Otto progetti per un’Italia più verde e inclusiva: il Sud si conferma laboratorio d’eccellenza

L’Impact Award, realizzato in collaborazione con il Politecnico di Bari e il centro di ricerca Tiresia, nasce per premiare iniziative capaci di generare cambiamenti reali e misurabili, coerenti con gli Obiettivi di Sviluppo Sostenibile (SDGs). Come sottolinea Dario Scannapieco, Amministratore Delegato di CDP, “questo premio racconta territori che innovano e rappresenta un impegno a valorizzare chi realizza una crescita sostenibile, capace di stimolare un cambiamento sistemico”.

Un premio alla sostenibilità concreta

Secondo Vittorio Chiesa, Presidente della POLIMI Graduate School of Management, “l’innovazione che parte dai bisogni dei territori è la più trasformativa.
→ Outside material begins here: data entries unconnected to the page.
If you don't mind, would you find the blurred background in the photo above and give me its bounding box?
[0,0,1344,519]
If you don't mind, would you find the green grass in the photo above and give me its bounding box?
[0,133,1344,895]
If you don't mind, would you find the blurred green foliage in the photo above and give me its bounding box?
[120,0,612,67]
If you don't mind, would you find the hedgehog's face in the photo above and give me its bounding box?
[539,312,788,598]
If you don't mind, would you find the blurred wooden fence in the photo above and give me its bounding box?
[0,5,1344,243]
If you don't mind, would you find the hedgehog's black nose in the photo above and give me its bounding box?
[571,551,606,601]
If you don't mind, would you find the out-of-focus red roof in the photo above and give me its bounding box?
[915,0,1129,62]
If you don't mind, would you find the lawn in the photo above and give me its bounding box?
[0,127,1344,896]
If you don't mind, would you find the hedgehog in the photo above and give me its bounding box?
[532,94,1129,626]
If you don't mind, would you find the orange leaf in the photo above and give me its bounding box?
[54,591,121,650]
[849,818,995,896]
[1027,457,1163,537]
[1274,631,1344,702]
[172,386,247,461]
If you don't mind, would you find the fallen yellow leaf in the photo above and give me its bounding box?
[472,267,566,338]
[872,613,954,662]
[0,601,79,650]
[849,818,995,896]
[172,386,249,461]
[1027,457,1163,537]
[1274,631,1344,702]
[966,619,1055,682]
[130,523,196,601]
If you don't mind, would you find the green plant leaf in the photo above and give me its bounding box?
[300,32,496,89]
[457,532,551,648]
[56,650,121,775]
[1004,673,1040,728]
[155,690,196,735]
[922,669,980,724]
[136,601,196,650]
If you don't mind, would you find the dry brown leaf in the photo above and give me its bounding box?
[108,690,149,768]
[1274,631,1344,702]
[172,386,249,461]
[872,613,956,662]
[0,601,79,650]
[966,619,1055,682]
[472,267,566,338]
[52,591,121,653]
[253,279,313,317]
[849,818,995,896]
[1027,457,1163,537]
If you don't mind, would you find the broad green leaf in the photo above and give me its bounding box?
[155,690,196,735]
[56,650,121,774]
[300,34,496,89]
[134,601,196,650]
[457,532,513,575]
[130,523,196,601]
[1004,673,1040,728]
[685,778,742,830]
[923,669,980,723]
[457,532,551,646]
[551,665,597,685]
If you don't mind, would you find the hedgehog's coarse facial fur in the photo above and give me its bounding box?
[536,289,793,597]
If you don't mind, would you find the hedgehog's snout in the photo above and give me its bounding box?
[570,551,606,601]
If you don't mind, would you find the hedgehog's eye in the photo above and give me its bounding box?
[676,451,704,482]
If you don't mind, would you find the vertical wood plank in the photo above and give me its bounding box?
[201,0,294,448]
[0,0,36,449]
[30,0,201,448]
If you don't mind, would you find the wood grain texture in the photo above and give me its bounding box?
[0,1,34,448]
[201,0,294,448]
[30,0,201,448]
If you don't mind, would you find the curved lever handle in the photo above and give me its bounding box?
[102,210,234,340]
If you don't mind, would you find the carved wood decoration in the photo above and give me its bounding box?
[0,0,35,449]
Questi progetti dimostrano che impresa e impatto possono coesistere in modo virtuoso”.

Due categorie di premio e focus sul Mezzogiorno

L’iniziativa si è articolata in due categorie: una dedicata a medie e grandi imprese, società infrastrutturali, enti della cooperazione internazionale e PA che hanno siglato un accordo con CDP nel 2024; l’altra rivolta alle PMI con sede nel Mezzogiorno, a conferma dell’importanza strategica del Sud Italia come incubatore di soluzioni innovative.
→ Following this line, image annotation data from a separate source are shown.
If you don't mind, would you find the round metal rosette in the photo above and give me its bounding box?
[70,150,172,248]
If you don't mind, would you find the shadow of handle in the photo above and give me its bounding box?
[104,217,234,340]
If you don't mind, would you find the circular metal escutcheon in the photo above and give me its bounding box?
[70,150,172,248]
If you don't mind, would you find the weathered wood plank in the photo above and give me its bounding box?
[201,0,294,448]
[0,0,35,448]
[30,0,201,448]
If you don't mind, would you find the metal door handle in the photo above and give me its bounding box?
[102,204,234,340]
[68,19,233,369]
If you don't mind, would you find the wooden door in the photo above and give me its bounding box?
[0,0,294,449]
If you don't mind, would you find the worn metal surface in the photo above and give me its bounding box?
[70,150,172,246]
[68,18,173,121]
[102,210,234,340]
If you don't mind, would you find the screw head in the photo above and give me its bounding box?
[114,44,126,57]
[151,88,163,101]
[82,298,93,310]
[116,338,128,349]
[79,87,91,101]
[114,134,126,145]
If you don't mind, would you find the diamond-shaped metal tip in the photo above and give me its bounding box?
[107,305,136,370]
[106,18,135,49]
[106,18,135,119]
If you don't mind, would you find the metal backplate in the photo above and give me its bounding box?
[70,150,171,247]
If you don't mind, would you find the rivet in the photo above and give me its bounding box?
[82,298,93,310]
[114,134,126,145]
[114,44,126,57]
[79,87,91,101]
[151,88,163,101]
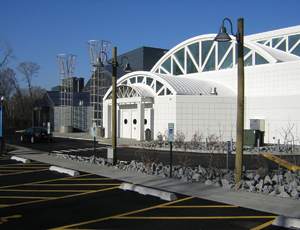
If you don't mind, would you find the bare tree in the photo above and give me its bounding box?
[0,38,14,68]
[17,62,41,100]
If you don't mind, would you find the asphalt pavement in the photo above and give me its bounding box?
[10,133,300,228]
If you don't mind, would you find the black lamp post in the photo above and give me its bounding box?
[214,18,245,183]
[93,47,132,164]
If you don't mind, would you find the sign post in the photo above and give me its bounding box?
[47,122,51,155]
[168,123,174,178]
[93,122,97,163]
[227,141,230,172]
[0,105,5,156]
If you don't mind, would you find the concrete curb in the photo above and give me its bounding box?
[119,183,177,201]
[49,166,80,176]
[272,216,300,229]
[10,156,30,163]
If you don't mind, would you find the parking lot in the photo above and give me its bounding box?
[0,156,279,230]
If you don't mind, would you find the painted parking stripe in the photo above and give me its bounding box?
[263,154,300,170]
[50,197,194,230]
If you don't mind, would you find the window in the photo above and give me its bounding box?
[255,53,269,65]
[203,47,216,72]
[162,57,171,73]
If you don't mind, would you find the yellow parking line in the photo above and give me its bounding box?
[113,216,277,220]
[0,169,28,172]
[0,171,93,189]
[67,177,115,181]
[161,205,239,208]
[263,154,300,170]
[0,169,49,176]
[0,189,95,193]
[50,196,194,230]
[0,186,119,208]
[250,220,274,230]
[0,215,22,224]
[0,166,49,170]
[30,184,121,187]
[0,196,55,200]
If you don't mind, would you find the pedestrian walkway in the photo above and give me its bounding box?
[53,132,144,147]
[10,133,300,228]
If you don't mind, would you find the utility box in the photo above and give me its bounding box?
[145,129,151,141]
[244,129,265,147]
[250,119,266,131]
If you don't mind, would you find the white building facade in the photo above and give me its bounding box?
[103,26,300,143]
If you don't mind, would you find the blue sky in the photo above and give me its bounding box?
[0,0,300,90]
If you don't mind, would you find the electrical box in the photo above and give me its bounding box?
[244,129,265,147]
[250,119,266,131]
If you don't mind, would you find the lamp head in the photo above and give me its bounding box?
[214,26,231,42]
[123,62,133,73]
[93,57,104,68]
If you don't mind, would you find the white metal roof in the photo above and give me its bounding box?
[104,71,236,100]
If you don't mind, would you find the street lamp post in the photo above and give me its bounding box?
[214,18,245,183]
[93,47,132,165]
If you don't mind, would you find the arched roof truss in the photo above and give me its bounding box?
[103,71,236,100]
[256,33,300,56]
[151,34,278,75]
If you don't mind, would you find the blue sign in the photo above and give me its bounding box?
[0,105,4,137]
[168,123,174,142]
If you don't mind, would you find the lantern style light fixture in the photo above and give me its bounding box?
[93,47,133,165]
[214,18,245,183]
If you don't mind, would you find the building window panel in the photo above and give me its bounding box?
[188,42,199,65]
[257,40,268,45]
[244,54,252,66]
[277,40,286,51]
[130,77,136,84]
[272,37,283,48]
[201,41,214,65]
[220,49,233,69]
[173,60,183,75]
[186,55,198,74]
[174,48,184,69]
[162,57,171,73]
[156,81,163,93]
[291,44,300,56]
[138,77,144,83]
[203,48,216,72]
[218,42,231,63]
[255,53,269,65]
[289,34,300,50]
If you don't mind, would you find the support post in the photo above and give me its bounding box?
[235,18,244,183]
[111,47,118,165]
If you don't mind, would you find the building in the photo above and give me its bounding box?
[103,26,300,143]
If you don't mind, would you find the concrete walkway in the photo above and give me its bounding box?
[10,133,300,228]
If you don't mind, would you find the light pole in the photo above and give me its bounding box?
[93,47,132,164]
[214,18,245,183]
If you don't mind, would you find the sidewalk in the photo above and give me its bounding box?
[10,133,300,228]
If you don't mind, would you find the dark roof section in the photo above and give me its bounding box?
[108,46,168,71]
[36,91,90,107]
[73,92,90,106]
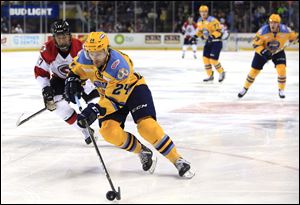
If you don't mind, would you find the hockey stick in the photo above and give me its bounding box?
[16,98,64,127]
[16,107,47,127]
[75,96,121,201]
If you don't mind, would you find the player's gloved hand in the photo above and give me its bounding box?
[77,103,106,128]
[64,73,83,104]
[42,86,56,111]
[192,35,198,43]
[260,49,272,60]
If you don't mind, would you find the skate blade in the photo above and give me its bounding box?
[148,157,157,174]
[182,170,196,179]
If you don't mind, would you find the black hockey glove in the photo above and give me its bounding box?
[77,103,106,128]
[65,73,83,104]
[42,86,56,111]
[260,49,272,60]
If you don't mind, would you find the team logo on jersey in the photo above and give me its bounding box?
[40,45,46,53]
[95,71,103,80]
[100,33,105,39]
[111,59,120,69]
[117,68,129,80]
[57,64,70,76]
[267,41,280,52]
[94,81,107,89]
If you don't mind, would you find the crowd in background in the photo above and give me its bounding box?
[1,1,299,33]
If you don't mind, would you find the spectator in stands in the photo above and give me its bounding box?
[15,24,23,33]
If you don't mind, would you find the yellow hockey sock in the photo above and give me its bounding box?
[209,59,224,73]
[100,120,142,153]
[276,64,286,90]
[244,68,260,89]
[138,117,180,163]
[203,57,212,76]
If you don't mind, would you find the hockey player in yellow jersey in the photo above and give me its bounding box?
[65,32,194,178]
[196,5,225,82]
[238,14,298,98]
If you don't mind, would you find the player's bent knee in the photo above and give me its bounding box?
[276,64,286,76]
[138,117,164,144]
[203,56,210,64]
[100,120,126,146]
[209,58,219,65]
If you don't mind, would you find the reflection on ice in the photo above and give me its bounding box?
[1,51,299,203]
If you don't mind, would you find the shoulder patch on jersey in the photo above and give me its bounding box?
[207,16,215,22]
[117,68,129,80]
[258,24,270,35]
[77,51,93,65]
[279,24,290,33]
[111,59,120,69]
[105,50,130,80]
[40,44,47,53]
I progetti vincitori dell’Impact Award 2025

Categoria Sociale

  • Nextchem (Lazio): ha sviluppato il Green Innovation District, un polo per la transizione energetica e la chimica verde.
  • Academo (Lombardia): ha creato la nuova sede del Campus dell’Università degli Studi di Milano, aumentando la capacità didattica del 20% e includendo percorsi lavorativi per detenuti.
  • Fonplata (America Latina): ha realizzato progetti per lo sviluppo urbano sostenibile, infrastrutture idriche e resilienza climatica.
  • Comune di Melilli (Sicilia): ha realizzato un Centro antiviolenza e una Casa rifugio su un bene confiscato alla mafia.

Categoria Ambientale e Speciale PMI Mezzogiorno

  • IRRITEC (Sicilia): ha investito in tecnologie agricole sostenibili, economia circolare e impianti fotovoltaici.
  • ATM (Lombardia): ha avviato il Piano Full Electric per la mobilità urbana con autobus elettrici e stazioni di ricarica.
  • Comune di Corleone (Sicilia): ha creato una piattaforma per la raccolta e trattamento dei rifiuti urbani per oltre 20 comuni.
  • AraBat (Puglia): ha sviluppato una tecnologia di riciclo idrometallurgico green per batterie al litio esauste.

Il valore del Sud come incubatore d’innovazione

Le candidature delle PMI del Sud hanno evidenziato la capacità del territorio di generare soluzioni concrete a sfide ambientali e sociali complesse, attraverso un forte radicamento locale e un uso efficace della tecnologia.

Valutazione e formazione per un impatto duraturo

La giuria, composta da esperti del mondo accademico, istituzionale e imprenditoriale, ha selezionato gli otto vincitori tra oltre 130 candidature, valutate in base a criteri di intenzionalità, misurabilità e addizionalità. I progetti premiati riceveranno un percorso formativo a cura della POLIMI Graduate School of Management, volto a potenziare le competenze progettuali e l’impatto delle iniziative sui territori.